Tomo como exemplo de Copacabana, no Rio. Sua arquitetura de especulação, dos
anos 30 e 40, é muito ruim, mas seu urbanismo dez. Depois de ter lido “Uma
utopia urbana” do antropólogo Gilberto Velho e assistido “Edifício Master” de
Eduardo Coutinho mostrando a vida nos quarto-e-sala do bairro, acabo de
redescobrir seus valores de urbanidade, já cantados por Braguinha, Caymmi e
Drummond. Experiência vivida, pois tenho um filho morando ali, num sala e três
quartos.
Poderia classificá-lo como um bairro pré e pós-calhambeque. Poucos edifícios têm
garagem, mas não faz falta, pois existe um metrô. Vai-se andando para o
supermercado, para levar o neto na escola, para o restaurante, o calçadão, este
espaço de sociabilidade e lazer, e a praia. Com isso, economiza-se a academia e
chega-se ao centro em poucos minutos no metrô. São Paulo, a exemplo de cidades
europeias e de Nova York, depois de tentar o rodizio, que só aumentou a frota,
acaba de proibir o carro na área central, tornando as viagens de ônibus meia
hora menos demoradas. Ha meios para diminuir a frota de carros em circulação.

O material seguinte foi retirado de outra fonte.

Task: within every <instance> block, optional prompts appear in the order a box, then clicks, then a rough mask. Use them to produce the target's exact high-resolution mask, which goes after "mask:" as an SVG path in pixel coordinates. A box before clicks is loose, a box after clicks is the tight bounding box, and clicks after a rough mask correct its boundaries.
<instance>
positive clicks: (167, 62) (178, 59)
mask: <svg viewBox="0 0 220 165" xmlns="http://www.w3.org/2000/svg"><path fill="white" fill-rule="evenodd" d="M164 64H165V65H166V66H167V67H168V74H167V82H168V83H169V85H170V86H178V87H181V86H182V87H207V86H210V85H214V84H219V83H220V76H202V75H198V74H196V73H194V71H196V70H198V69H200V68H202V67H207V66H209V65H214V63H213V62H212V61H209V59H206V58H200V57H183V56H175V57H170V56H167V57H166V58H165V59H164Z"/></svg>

Nova York com um enorme metrô não permite novas vagas na ilha e cobra pedágio
para entrar.
Não seria tão radical, mas consideraria as garagens como área construída para
efeito de coeficiente de aproveitamento (CAM) e taxação. Com isso diminuir-se-ia
a frota e os estoques de transcon, ao tempo que aumentaria a arrecadação para
investir na melhoria urbana. São medidas duras, como a dieta e a malhação, mas
necessárias para ter uma barriga sarada.
Desconstipar Salvador significa criar um novo paradigma de mobilidade coletiva e
restrições ao carro. O novo paradigma compreende transportes de qualidade –
metrô, VLT e BRT - e sistemas alternativos de circulação, como ciclovias,
hidrovias, passarelas, teleféricos e ascensores. Estes são fundamentais em uma
cidade com três níveis e foram os primeiros coletivos da cidade, ainda no século
XVII, modernizados na era industrial, com guindastes, charriots e parafusos,
hoje sendo desativados.
Esses equipamentos não têm uma única solução. O novo metrô pode ser em
trincheira, ao nível do solo ou aéreo. A primeira solução evita os impactos
sonoros e visuais, mantem o verde e elimina viadutos, mas pode não ser o
preferido das empreiteiras. Os VLTs e BRTs de alimentação do metrô devem ser de
paradas locais e expressas. Ônibus podem ter assoalho rebaixado e rotas diretas,
ou chassi elevado de caminhão e trajetos labirínticos. Mas a primeira hipótese
pode não ser a preferida do SETPS. Estas são alternativas técno-sociais que
interessam aos cidadãos e que precisam ser discutidas em fóruns representativos
e qualificados de toda a cidade e não em audiências enganosas na periferia.
Precisamos, em suma, desprivatizar Salvador colocando empreiteiras, imobiliárias
e concessionária no seu lugar, servindo e não garoteando a cidade e remover o
lixo do PDDU, do Lous e do Código de Obras.